Following his Psych Congress 2019 presentation on drug combinations in major depressive disorder, Michael Thase, MD, discussed the strategy of combining antidepressants when treating patients with depression.
Dr. Thase is Professor of Psychiatry, Perelman School of Medicine, University of Pennsylvania, and Corporal Michael J. Crescenz Veterans Affairs Medical Center, Philadelphia, Pennsylvania.
Read the transcipt:
It's funny to think about the history of combining antidepressants because when I first learned how to prescribe antidepressants, it was a marker of a bad practitioner. There was just no good reason to do this, except some very elite ultra‑experts might sometimes combine monoamine oxidase inhibitors and tricyclics.
The newer generation of antidepressants have such safety advantages compared to the older that they often can be combined with almost no increased risk and very similar tolerability to monotherapy.
I think when you do this, the evidence suggests that you should try to use full therapeutic doses of the first and the second antidepressant. You should be mindful of the possibility of drug‑drug interactions.

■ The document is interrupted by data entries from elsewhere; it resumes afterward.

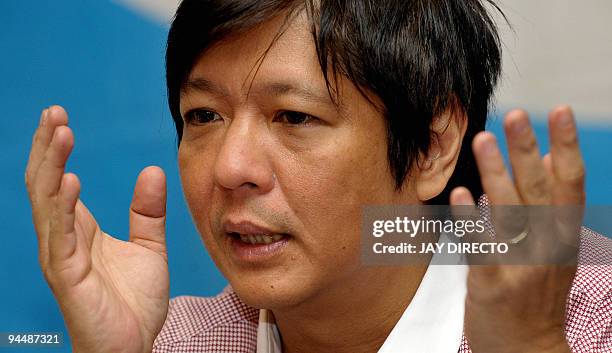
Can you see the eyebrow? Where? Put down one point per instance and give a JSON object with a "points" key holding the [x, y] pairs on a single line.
{"points": [[274, 89]]}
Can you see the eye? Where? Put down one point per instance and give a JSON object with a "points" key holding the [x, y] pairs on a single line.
{"points": [[201, 116], [295, 118]]}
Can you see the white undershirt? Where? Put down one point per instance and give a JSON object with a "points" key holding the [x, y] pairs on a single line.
{"points": [[432, 322]]}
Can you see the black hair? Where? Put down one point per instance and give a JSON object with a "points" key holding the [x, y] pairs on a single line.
{"points": [[418, 57]]}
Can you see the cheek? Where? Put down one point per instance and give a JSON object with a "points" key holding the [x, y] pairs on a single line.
{"points": [[196, 177], [328, 189]]}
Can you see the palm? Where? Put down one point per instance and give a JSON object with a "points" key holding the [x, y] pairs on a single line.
{"points": [[113, 294], [121, 286]]}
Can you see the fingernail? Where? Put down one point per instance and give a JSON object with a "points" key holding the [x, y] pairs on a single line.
{"points": [[519, 127], [489, 147], [43, 118], [565, 119]]}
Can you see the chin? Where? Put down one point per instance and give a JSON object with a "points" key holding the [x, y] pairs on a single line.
{"points": [[271, 291]]}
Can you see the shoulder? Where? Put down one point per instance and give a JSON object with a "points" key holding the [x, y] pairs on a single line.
{"points": [[589, 305], [220, 323]]}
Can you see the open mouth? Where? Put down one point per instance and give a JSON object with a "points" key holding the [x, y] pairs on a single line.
{"points": [[257, 239]]}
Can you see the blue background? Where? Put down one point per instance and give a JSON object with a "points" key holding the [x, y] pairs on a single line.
{"points": [[105, 65]]}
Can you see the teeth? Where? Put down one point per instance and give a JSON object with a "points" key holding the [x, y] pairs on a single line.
{"points": [[260, 239]]}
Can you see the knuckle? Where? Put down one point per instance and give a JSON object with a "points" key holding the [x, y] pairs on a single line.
{"points": [[527, 145], [574, 177], [536, 188]]}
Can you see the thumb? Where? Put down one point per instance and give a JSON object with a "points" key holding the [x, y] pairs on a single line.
{"points": [[148, 211]]}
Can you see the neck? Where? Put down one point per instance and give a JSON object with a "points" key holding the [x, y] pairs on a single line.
{"points": [[353, 316]]}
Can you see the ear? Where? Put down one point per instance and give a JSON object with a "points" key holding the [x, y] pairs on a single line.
{"points": [[434, 170]]}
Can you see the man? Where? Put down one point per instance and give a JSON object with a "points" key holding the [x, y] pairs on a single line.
{"points": [[291, 116]]}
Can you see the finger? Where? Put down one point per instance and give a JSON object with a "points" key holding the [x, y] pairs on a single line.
{"points": [[496, 181], [529, 173], [461, 196], [148, 211], [50, 118], [62, 242], [463, 208], [567, 164], [547, 162], [51, 170]]}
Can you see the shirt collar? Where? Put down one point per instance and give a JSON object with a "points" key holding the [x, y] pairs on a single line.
{"points": [[432, 322]]}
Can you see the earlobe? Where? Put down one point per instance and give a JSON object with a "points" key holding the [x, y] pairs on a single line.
{"points": [[436, 168]]}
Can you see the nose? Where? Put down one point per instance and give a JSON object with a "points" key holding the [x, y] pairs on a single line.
{"points": [[242, 163]]}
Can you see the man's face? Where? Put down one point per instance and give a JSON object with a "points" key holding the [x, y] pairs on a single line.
{"points": [[267, 157]]}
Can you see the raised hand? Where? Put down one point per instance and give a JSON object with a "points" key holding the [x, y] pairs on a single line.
{"points": [[113, 294], [522, 308]]}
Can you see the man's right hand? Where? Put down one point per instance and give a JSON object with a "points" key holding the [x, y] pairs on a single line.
{"points": [[113, 294]]}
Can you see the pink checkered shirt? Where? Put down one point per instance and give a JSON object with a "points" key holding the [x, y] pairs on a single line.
{"points": [[224, 324]]}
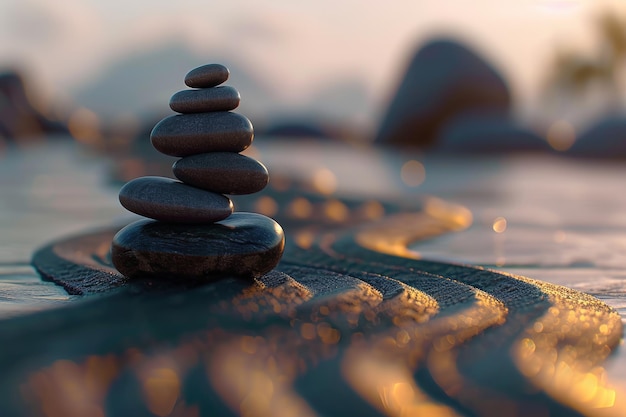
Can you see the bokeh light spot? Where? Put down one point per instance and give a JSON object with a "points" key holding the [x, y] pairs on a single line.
{"points": [[324, 181], [499, 225]]}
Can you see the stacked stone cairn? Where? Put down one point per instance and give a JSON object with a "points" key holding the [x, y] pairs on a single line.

The combining agents of first choice really reflect the fact that we're often looking for something to help patients with sleep and appetite. When that's the case, mirtazapine is the preferred combiner. Or, we're trying to help the person with energy, motivation, possibly even libido or sex drive. Then bupropion is the first choice.
There's really good meta‑analytic evidence for mirtazapine having additive antidepressant effects. The evidence from controlled studies is less certain for bupropion, although it is such a widely used strategy by psychiatrists in particular. I think there must be some advantage for it that's not adequately reflected in the studies.